Secondly, it has been said that Labour was in power for 13 years and did not do enough about housing. I accept that my party could have done a bit more on building new houses. However, we tried to help vulnerable people by bringing 1.5 million social homes up to a decent standard. Those were homes that were substandard when the Conservatives were in power. We fitted 700,000 new kitchens, 525,000 new bathrooms and more than 1 million new central heating systems. Yes, it cost billions, and I remember the then Opposition begrudging it, but it made life better for the people who had lived in substandard houses. At the same time, it regenerated the economy and provided jobs. We will not take any lectures from Conservative Members who tell us that we did not do enough.
Does my hon. Friend think it is a disgrace that the Conservative mayor of North Tyneside, when she was leader of the council, wrote to the then Housing Minister to oppose £104 million being given to North Tyneside for homes for older people? When she came to power, she also resisted money for building 800 council houses in the area. How can we trust the Tories on council housing?
I thank my hon. Friend for that helpful intervention.
Even in the face of recession, my party supported home owners to stay in their homes. Because of our actions, the current repossession rate is half that of the last recession of the early 1990s, preventing about 300,000 families from losing their homes. In 2004, local authorities met Labour’s target that no family should be in bed-and-breakfast accommodation for more than six weeks. When we prepared to tackle the issue in 2002, up to 4,000 families were housed in such accommodation. Conservative Members say, “Well, you didn’t do enough”, but we did a great deal for people who were in substandard housing. About 55,000 affordable houses were also built.

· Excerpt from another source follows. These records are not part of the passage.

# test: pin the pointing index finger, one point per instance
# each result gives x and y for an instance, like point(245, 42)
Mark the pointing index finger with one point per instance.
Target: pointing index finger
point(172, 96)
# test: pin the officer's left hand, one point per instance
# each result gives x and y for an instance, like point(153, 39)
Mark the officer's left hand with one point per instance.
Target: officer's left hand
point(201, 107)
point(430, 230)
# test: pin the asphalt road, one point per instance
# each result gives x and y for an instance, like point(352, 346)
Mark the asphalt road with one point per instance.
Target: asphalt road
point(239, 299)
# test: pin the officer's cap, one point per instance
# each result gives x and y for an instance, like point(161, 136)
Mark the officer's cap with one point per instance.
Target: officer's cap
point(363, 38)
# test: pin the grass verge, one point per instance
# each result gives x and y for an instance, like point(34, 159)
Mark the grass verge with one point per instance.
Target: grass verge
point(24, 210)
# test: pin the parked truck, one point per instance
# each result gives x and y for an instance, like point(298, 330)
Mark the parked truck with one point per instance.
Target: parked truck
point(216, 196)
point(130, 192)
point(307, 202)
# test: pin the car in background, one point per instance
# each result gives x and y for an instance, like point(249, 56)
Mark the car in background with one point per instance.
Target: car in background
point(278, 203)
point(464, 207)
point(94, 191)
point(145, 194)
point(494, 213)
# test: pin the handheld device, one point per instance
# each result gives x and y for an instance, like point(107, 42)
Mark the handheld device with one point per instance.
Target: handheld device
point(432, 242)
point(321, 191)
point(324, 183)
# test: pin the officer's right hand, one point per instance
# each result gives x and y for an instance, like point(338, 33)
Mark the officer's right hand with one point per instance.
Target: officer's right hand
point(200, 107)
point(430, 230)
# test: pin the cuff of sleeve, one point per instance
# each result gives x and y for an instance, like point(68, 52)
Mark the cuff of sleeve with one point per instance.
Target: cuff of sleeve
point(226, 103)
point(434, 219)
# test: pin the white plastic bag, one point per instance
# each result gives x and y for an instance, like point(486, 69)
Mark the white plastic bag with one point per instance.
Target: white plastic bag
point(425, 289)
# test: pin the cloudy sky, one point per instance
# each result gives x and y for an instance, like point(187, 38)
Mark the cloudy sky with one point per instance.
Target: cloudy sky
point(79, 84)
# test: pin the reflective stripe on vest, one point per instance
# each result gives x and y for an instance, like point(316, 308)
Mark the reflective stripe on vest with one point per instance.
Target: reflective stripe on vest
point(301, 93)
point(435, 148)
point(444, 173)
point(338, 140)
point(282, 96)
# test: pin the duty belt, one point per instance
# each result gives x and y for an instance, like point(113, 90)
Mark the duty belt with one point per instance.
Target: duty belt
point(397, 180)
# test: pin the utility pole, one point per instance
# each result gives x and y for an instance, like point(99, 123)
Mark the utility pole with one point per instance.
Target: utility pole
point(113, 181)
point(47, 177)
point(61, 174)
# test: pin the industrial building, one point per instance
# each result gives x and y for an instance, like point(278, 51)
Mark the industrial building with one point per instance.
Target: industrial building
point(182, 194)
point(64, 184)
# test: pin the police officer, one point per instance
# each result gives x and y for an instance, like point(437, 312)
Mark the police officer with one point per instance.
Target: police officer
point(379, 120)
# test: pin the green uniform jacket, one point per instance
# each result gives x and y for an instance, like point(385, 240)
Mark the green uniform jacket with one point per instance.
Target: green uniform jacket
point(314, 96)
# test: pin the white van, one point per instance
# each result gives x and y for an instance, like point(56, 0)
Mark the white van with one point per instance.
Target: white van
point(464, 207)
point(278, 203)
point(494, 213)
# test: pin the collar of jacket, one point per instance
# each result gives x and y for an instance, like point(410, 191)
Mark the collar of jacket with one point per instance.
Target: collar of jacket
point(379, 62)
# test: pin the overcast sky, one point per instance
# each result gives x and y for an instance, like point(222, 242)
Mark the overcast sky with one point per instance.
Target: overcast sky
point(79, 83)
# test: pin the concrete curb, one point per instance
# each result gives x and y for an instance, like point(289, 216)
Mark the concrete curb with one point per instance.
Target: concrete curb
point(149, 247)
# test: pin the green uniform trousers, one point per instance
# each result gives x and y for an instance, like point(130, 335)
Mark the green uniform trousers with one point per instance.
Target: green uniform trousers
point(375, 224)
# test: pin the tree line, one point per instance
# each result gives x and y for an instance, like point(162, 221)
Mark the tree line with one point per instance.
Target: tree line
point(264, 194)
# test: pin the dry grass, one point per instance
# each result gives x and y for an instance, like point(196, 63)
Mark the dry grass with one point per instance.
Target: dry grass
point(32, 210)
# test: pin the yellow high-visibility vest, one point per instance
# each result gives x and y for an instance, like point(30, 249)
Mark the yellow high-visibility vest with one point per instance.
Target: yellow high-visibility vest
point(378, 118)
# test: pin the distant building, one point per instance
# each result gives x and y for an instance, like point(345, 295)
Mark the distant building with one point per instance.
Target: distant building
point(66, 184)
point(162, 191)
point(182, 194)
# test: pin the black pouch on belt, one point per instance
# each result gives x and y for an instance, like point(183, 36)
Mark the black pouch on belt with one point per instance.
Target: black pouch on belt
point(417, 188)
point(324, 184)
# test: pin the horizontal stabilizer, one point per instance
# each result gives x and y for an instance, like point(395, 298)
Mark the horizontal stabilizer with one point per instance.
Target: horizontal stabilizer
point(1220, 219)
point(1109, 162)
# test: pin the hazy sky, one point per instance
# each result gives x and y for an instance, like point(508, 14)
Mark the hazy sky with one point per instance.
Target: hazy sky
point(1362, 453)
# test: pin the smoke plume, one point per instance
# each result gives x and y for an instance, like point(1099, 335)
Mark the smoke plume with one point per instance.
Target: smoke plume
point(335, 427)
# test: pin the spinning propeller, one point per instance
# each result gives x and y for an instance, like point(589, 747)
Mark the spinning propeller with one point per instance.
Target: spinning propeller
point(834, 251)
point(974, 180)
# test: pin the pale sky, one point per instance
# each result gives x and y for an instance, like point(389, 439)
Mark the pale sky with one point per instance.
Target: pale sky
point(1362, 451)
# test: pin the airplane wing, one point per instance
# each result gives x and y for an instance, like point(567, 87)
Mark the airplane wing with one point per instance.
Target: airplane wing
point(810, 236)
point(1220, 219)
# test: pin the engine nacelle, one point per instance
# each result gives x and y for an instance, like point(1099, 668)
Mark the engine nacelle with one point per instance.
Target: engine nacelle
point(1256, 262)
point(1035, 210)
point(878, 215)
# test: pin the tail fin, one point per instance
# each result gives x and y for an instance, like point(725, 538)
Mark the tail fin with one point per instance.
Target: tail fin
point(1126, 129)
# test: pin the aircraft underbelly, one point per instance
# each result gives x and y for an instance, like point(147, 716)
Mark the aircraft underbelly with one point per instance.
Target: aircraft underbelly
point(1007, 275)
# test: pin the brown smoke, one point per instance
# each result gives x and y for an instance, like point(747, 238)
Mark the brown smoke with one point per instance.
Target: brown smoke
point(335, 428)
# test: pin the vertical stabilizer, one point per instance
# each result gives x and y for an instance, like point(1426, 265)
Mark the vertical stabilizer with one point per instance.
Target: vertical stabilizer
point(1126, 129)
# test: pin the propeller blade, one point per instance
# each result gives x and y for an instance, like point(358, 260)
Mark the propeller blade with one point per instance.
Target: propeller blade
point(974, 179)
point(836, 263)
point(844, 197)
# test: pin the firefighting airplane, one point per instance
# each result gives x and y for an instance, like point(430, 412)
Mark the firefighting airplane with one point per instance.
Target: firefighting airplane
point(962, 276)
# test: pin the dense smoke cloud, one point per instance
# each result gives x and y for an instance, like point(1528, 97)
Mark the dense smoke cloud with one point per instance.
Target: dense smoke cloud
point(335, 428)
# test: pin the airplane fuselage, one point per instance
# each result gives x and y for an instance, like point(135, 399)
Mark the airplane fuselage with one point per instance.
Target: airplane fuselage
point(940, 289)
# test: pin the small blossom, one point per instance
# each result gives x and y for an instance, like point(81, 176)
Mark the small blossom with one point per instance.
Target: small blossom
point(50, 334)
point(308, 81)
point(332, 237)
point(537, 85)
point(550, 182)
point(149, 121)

I turn to the cuts themselves. The Government say that they have to be made to reduce costs, but contrary to the Secretary of State’s assertion that Labour Members are scaremongering and coming up with facts and figures that are not borne out, it is Shelter that has stated that £120 million more will have to be spent on families who are made homeless as a result of the cuts. It is not Labour party members or MPs who have said that.
The cuts will cause big cities such as London to become like Paris. I know that the Secretary of State said that that was another piece of scaremongering, but it is not. There will be dispersal—we all now accept that word, as we know that people do not want to use the word “cleansing”. It will inevitably follow the cuts that if someone lives in what is considered to be an expensive part of town, where rents and rates are higher, after the cuts they will have to move out of their accommodation. That will effect social engineering, because only well-off people will be able to live in good areas of big cities. It will basically get rid of poorer people to the outer margins of the big cities and towns, into the poorer areas.